Once she’d landed in her room, Nadia went to the file on her desk that held all of Iris’s old reports—all thirty-two of them. Nadia spread them out on the desk. The first big spike in the Baseline had been on September first. Then again on September second, and a massive one on the fourth. After that, they calmed for a while—smaller disturbances, though still frequent, with two flash points taking place on the Upper West Side of Manhattan. Nadia looked from the reports to her graph. As she marked a dot on the date of each of the big disturbances, everything came together like a puzzle. On the day of the first disturbance, September first, restorative births had skyrocketed—one hundred percent of the babies born that day had been witches—before starting a slow descent. Then they’d spiked again after September third. Smaller disturbances produced smaller spikes, and lulls caused the numbers to float back down, though after September first, they never again reached zero. Every single time these witches spiked the Baseline, witch births increased in response.

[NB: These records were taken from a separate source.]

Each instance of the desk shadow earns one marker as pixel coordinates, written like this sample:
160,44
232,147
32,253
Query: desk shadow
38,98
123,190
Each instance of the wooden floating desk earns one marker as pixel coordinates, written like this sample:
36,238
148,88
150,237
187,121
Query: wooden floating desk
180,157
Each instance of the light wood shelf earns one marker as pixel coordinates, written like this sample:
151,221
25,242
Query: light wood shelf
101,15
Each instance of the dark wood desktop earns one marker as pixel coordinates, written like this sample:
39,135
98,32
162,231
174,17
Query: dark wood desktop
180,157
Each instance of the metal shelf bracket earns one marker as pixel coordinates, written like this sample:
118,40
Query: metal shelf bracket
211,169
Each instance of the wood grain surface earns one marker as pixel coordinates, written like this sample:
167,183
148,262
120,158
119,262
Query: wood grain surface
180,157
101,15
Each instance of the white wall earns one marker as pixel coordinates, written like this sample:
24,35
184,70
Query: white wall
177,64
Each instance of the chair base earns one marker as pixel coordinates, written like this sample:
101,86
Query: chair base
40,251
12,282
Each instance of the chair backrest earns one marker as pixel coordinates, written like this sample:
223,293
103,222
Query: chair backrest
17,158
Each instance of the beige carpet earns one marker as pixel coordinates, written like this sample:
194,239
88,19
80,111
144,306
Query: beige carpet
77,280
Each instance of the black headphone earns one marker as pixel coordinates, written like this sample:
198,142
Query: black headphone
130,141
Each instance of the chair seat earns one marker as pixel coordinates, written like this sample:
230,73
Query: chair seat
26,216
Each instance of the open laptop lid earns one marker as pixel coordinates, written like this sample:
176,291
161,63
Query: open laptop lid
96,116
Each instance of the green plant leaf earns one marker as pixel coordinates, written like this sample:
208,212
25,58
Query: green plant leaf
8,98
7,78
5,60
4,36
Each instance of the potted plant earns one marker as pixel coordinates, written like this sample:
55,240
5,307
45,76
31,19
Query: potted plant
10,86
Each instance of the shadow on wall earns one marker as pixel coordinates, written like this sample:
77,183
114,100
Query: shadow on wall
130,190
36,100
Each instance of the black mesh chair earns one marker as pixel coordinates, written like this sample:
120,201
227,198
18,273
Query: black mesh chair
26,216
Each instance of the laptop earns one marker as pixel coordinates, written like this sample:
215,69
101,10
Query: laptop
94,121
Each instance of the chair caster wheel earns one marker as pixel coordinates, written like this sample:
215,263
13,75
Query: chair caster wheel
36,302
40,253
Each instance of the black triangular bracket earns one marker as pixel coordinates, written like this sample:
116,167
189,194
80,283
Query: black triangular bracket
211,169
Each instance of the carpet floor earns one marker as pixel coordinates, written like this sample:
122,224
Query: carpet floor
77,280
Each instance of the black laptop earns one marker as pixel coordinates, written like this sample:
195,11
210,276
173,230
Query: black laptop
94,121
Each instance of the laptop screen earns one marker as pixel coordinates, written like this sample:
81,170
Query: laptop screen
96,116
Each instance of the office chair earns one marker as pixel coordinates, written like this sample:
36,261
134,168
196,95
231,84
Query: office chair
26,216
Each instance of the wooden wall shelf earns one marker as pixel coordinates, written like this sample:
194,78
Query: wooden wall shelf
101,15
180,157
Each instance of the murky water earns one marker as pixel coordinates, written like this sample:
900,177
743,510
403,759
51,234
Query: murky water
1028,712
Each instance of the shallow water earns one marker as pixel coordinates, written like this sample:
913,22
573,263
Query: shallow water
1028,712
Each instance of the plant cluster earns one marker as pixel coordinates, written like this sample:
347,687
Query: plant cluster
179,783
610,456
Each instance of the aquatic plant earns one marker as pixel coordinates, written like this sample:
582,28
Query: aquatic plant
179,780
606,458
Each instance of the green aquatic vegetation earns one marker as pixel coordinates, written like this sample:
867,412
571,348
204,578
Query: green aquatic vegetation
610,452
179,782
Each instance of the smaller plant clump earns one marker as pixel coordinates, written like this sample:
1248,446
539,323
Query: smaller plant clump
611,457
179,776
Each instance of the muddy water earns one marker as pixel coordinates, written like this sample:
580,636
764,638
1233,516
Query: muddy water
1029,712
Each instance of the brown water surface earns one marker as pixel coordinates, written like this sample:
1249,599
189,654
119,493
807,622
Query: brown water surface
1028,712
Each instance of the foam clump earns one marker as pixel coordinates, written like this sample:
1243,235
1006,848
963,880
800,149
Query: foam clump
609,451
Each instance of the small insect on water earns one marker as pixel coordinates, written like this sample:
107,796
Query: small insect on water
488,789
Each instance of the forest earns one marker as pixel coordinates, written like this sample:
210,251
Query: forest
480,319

Nadia sat on the floor and leaned her back against her bed. She didn’t know who to tell. She’d blown her relationship with Violet, maybe even with Dr. Diop. And beyond that, she didn’t want to bring these witches to the Council, at least not yet, not until she figured out who they were and what was going on. She didn’t trust Violet to treat these witches as the asset they clearly were. No, she would probably treat them as a threat, the way she did absolutely everything. Nadia needed to find them before that could happen.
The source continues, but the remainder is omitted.